Чёрная, осенняя ночь… В буреломном, трущобном, берложьем бору пылает исполинский костёр. Вокруг костра — путевая дружина Невского: могучие парни и мужики.

Сверкают сложенные позади каждого воина кольчужные рубахи, островерхие, гладкие, как лёд, шлемы, копья, мечи, сабли…

Костёр гудит и ревёт. С багровыми от нестерпимого жара лицами воины и бородатые и безусые — то и дело блаженно покрякивают, стонут, а всё-таки тянут ладони к костру. Другие же оборотились к бушующему пламени спиною, задрали рубахи по самый затылок и калят могучие голые спины. Когда же иному из богатырей уж вовсе невтерпёж станет, он, взревев, кидается в сырой, прохладный мрак бора и там понемногу остывает.

От костра в сторону отгребена малиновая россыпь пышущих жаром угольев. Над нею, на стальных вертелах, жарятся целиком два барана, сочась и румянея.

Тут же в трёх изрядных котлах, что подвешены железными крючками на треногах, клокочет жидкая пшённая каша — кулеш.

Гринька Настасьин сидит среди воинов у костра. Думал ли он когда, что доживёт до такого счастья! Вот он сидит у костра, а рядом с ним, локоть к локтю, совсем как простой человек, сидит русобородый богатырь — начальник всей путевой дружины Невского. И зовут этого витязя Гаврило Олексич. Да ведь это он самый, что в битве на Неве богатырствовал и навеки себя прославил в народе! О нём и сам Александр Ярославич рассказывал Гриньке…

Гаврило Олексич и Гринька дружат.

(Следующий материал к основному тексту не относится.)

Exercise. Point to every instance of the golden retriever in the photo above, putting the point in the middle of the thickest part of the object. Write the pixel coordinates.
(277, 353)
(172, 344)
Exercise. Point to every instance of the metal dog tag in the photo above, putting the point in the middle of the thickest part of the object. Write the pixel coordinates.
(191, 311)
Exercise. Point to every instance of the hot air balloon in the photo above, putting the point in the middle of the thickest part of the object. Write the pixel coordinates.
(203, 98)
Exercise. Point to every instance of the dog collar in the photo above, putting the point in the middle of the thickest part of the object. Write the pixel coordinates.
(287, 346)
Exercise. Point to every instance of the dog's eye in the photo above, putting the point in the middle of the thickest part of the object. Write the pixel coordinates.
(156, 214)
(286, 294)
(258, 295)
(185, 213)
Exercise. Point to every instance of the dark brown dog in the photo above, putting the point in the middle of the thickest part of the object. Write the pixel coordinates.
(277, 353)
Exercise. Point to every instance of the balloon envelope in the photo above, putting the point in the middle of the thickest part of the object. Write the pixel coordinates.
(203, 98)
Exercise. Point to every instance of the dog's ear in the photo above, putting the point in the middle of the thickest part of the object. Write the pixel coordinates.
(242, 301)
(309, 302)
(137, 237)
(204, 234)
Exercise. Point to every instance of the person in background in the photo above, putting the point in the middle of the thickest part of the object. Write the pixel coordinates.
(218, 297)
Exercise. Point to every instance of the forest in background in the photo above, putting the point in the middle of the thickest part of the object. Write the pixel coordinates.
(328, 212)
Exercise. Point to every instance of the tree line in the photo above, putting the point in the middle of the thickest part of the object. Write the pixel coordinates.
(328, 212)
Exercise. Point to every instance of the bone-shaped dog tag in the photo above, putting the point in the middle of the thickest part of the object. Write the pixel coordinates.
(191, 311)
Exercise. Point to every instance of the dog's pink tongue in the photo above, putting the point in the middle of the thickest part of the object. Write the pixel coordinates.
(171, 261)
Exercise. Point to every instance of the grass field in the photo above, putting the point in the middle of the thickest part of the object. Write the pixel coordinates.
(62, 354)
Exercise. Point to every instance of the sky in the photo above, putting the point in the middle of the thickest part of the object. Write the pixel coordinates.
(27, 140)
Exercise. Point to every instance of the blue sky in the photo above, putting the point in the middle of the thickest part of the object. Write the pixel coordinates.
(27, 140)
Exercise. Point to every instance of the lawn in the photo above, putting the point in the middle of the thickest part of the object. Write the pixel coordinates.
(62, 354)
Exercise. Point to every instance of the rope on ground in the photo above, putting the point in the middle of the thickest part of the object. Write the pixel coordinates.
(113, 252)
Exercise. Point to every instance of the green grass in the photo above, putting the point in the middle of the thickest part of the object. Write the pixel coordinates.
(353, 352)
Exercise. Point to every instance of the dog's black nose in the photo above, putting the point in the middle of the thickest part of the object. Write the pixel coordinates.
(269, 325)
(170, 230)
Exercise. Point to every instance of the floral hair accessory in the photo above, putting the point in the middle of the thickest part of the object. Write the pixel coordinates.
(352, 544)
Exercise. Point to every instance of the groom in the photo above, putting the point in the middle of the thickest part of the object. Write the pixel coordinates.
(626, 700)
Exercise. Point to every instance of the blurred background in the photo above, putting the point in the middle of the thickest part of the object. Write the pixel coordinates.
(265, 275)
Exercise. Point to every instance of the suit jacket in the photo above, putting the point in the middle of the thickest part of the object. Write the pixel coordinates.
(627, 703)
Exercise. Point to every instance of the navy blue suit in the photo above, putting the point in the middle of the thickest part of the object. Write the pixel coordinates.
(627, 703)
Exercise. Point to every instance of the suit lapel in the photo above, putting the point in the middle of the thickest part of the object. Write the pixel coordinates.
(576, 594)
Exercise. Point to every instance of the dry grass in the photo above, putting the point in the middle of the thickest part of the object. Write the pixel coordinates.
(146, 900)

Богатырь сделал ему большой деревянный меч, как настоящий.

— Ничего, Григорий, — сказал ему Олексич, — пока деревянный: вырастешь — так настоящим пластать будешь. Может, и на татарах свой меч испытать придётся!

…О чём только не переговорят у костра, каких только бывальщин и небылиц не наслушается Гринька! Иной раз даже ему, малолетку, смешно: уж такую небывальщину сложит кто-нибудь из воинов! И ничего, эти бородатые богатыри верят. Ещё и обсуждать примутся!

— Да-а!… — раздумчиво говорит один из дружинников. — На свете всякие чудеса бывают. Вот у нас на Кидекше, как раз в воскресенье, — весь народ своими глазами мог видеть: облако на лугу близ деревни упало… И что же? Сделался из него кисель!

Помолчали. Кто-то проглотил слюнки. Кто-то вздохнул.

— Всё может быть, всё может быть! — произнёс в раздумье старый воин.

— Да-а… — вырвалось от всей души у другого.

— Почаще бы нам, хрестьянам, да по всем бы по деревням такие облака падали!

— Ну, а что толку? — возразил кто-то с горькой насмешкой. — Всё равно, покуда наш брат, хрестьянин, ложку из-за голенища вынет, князья-бояре весь кисель расхватают.

Послышался общий хохот.

— Это уж так!…

— Это истинно! Работнему люду ничего не достанется!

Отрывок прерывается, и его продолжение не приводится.